Benzer şekilde, 2015 yılında Senatör Bernie Sanders'a yazdığı açık mektupta (I-Vt.)Foner, başkan adayını demokratik sosyalizminin ilham kaynağı olarak Danimarka'dan bahsetmeyi bırakması ve bunun yerine Amerika Birleşik Devletleri'nin kendi “radikal atalarına” (kölelik karşıtları, oy hakkı savunucuları, popülistler, Eugene V. Debs, New Deal'ın yaratıcılarına) itibar etmesi yönünde çağrıda bulundu. ve Büyük Toplum - ve ekonomik eşitlik ve sosyal adalet için verdikleri mücadele. Bunlar, benzersiz Amerikan değerlerine dayanan, benzersiz Amerikan savaşlarıydı.
Bugün, kendimizi tarihin en tehlikeli derecede otoriter ve yozlaşmış başkanının ellerinde bulduğumuzda, bir kez daha geri çağırmamız gereken şey bu radikal tarihtir. Ve bunu zaten hareket halinde görüyoruz.
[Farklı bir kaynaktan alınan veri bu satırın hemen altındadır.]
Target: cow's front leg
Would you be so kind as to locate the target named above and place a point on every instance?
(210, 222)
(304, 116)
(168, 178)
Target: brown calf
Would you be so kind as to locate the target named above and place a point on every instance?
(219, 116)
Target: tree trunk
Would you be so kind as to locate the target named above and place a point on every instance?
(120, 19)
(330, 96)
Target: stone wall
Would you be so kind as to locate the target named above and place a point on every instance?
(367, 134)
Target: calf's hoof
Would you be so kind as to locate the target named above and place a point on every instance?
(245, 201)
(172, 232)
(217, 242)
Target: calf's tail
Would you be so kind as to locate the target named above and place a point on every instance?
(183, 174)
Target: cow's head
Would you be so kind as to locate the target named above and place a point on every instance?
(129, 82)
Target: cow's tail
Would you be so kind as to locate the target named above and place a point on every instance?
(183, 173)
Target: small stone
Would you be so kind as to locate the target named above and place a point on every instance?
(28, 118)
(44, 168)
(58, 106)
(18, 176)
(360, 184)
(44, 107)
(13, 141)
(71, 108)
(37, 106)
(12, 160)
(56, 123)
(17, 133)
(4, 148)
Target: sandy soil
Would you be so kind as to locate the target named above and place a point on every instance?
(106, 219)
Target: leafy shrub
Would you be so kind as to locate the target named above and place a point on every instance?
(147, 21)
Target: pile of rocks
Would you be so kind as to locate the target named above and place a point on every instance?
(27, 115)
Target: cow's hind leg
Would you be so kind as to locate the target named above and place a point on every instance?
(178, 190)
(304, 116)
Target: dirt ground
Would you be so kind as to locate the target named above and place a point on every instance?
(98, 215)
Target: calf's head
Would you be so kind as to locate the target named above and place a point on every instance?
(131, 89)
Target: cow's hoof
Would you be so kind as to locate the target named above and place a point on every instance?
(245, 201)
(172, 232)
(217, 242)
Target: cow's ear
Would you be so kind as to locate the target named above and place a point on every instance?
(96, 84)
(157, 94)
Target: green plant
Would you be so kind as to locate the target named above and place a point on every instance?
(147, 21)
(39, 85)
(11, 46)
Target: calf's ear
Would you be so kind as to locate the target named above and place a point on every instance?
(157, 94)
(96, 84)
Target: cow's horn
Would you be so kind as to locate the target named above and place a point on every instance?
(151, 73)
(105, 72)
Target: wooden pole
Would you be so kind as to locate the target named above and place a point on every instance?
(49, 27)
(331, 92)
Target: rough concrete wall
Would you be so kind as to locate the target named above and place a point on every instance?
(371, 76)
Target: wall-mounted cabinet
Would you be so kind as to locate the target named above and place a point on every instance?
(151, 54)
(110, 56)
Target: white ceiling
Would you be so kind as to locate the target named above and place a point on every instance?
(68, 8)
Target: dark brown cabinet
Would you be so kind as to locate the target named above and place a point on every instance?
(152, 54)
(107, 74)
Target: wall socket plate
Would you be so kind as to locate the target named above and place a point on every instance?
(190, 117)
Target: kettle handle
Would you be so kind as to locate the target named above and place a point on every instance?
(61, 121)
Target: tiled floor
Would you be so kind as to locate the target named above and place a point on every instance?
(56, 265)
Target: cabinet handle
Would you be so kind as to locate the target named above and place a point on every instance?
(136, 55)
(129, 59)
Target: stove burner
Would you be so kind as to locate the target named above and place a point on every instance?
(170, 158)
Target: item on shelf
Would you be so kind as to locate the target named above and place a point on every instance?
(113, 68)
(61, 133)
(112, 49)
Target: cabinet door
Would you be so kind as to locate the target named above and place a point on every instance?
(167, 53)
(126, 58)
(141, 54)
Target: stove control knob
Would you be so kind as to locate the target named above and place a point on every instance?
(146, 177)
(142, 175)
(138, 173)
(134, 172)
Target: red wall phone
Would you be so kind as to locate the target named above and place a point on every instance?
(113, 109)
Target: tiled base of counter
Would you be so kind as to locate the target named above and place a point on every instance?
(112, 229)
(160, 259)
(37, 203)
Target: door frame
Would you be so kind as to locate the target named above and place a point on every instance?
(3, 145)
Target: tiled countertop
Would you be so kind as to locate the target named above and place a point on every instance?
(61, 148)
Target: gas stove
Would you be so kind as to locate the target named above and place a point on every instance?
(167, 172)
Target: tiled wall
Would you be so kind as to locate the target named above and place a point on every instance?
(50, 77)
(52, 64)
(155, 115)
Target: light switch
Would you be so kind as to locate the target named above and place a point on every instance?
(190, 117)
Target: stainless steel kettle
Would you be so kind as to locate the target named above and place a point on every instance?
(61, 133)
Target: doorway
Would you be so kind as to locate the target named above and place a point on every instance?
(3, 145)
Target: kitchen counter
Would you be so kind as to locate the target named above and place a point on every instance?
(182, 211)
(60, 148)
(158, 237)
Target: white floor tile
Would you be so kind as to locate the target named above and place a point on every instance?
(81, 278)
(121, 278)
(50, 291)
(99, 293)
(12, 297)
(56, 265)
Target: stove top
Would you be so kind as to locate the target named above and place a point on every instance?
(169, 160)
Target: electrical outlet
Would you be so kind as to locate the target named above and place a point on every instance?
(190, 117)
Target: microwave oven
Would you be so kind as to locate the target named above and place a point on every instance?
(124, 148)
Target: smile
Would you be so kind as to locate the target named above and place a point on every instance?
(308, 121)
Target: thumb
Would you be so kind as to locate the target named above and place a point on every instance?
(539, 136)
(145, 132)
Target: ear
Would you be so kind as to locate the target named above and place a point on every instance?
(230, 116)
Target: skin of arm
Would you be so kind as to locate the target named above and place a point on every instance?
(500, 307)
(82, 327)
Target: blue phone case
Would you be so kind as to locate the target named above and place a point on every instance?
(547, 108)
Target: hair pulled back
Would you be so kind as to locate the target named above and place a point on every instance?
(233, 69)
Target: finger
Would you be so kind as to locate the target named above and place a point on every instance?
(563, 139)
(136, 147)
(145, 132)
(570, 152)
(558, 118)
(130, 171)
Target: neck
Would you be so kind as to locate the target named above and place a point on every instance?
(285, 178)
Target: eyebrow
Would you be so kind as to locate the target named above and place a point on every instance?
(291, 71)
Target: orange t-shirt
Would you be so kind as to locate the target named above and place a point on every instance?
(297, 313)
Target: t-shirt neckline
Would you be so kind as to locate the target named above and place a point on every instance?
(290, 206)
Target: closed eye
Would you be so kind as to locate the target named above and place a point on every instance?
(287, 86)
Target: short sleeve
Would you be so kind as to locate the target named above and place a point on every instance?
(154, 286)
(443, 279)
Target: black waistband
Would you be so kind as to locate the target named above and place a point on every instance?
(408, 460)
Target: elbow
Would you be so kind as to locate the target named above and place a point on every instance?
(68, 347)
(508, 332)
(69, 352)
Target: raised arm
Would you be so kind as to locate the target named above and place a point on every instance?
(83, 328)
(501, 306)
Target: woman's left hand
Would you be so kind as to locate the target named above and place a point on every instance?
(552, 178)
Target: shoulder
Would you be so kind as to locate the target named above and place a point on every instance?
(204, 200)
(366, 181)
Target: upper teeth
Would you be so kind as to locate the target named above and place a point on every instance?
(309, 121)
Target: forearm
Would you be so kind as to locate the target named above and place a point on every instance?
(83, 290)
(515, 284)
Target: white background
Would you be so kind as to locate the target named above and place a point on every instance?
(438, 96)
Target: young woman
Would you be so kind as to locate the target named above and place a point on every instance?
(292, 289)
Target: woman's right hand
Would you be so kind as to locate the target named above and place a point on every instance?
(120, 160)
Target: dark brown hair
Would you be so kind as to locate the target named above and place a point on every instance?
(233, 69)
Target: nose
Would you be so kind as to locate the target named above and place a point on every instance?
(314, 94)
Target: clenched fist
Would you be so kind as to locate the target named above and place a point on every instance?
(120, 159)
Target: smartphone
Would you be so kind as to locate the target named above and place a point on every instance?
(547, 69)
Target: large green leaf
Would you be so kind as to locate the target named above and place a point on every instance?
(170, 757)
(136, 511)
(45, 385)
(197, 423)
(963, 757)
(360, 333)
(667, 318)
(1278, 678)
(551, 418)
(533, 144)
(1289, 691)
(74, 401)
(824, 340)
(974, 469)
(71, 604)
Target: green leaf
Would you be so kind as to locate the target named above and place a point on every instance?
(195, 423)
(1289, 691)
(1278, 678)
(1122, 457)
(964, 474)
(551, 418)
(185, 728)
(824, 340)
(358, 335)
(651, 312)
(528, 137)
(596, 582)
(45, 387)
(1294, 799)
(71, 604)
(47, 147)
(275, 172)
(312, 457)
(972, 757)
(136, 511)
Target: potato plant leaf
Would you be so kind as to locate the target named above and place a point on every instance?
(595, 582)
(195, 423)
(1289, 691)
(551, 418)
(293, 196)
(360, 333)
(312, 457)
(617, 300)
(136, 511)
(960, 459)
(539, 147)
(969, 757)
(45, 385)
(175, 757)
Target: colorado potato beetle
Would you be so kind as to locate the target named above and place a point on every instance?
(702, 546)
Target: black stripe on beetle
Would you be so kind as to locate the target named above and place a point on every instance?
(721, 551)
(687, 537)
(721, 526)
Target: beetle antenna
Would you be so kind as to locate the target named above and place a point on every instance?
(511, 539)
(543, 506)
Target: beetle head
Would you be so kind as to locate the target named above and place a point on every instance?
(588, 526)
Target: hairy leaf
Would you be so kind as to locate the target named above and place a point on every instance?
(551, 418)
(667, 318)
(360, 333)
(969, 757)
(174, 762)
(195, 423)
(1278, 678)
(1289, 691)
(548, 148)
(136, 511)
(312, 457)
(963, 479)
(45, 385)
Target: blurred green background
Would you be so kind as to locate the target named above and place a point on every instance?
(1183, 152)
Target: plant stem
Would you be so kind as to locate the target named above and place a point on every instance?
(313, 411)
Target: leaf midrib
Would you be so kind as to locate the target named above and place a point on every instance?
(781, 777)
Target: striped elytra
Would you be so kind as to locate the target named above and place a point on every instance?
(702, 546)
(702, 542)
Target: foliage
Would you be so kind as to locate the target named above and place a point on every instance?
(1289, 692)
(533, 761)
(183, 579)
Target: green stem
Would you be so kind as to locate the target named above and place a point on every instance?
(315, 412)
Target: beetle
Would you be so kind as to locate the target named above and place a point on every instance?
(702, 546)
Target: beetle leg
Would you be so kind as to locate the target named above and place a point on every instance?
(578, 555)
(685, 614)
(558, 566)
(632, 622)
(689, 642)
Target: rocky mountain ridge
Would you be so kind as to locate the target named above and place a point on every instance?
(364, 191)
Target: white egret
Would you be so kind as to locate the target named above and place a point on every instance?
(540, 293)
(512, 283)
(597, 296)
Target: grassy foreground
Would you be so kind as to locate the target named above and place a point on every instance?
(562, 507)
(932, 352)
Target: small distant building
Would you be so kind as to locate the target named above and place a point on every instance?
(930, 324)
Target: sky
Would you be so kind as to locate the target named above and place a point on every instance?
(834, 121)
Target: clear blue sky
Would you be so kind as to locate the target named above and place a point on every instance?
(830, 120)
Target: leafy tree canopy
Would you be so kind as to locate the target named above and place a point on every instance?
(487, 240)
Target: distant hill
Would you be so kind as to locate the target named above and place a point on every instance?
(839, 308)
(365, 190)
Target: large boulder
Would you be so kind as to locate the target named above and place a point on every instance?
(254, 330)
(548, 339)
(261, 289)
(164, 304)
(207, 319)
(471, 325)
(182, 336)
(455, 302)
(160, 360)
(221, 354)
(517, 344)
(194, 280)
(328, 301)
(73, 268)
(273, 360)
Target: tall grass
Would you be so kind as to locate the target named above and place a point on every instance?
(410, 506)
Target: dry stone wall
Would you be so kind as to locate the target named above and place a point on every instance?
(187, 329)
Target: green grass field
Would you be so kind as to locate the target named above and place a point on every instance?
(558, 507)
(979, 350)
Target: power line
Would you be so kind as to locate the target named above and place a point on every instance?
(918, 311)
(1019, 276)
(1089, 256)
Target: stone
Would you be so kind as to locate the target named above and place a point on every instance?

Donald Trump'ın az katılımlı göreve başlama töreninin ertesi günü, ülke çapında milyonlarca Amerikalı, ABD tarihindeki muhtemelen en büyük siyasi eylem günü olan kadın yürüyüşlerine katıldı. Birkaç hafta sonra, her kökenden Amerikalı, Trump'ın fiili Müslüman yasağını protesto etmek için kendiliğinden ülke çapındaki havalimanlarına akın etti. Geçtiğimiz iki hafta sonu bilim adamlarının, aktivistlerin, öğrencilerin ve sıradan Amerikalıların bilimi ve iklim değişikliğine karşı mücadeleyi savunmak için Washington'da yürüyüş yaptığına tanık oldu.
Bu Kitlesel seferberlik tek bir kişiye ya da figüre bağlı değil. Bu, eşitlik, adalet ve adil ekonomi alanında 50 yıllık ilerlemeyi geri alacak bir başkana direnmek için sayısız grubun ortaya çıktığı organik bir harekettir. Trump, bir yandan sahte popülist, ahbap kapitalist gündemini zorlarken, bir yandan da federal hükümetin kirleticileri ve yağmacı finansı düzenleme yeteneğini zayıflatmaya devam ederken, radikal geçmişimizden ders almalıyız. Sonuçta, Foner'in işaret ettiği gibi - ve Trump'ın İç Savaş hakkındaki tuhaf yorumları güçlendi - Başkanın da kökleri Hiçbir Şey Bilmeyenlerden Nixon'un Güney stratejisine kadar bizim tarihimize dayanıyor.
Geçmişteki çatışmaların bize öğrettiği şey, herhangi bir kişiden daha büyük bir davaya bağlı kalmamız ve gelecek yıllar boyunca savaşmaya istekli olmamız gerektiğidir. Her şeyden önce onun ilhamını alabilmek için “kullanılabilir geçmişimizi” anlamalıyız.
ZNetwork yalnızca okuyucularının cömertliğiyle finanse edilmektedir.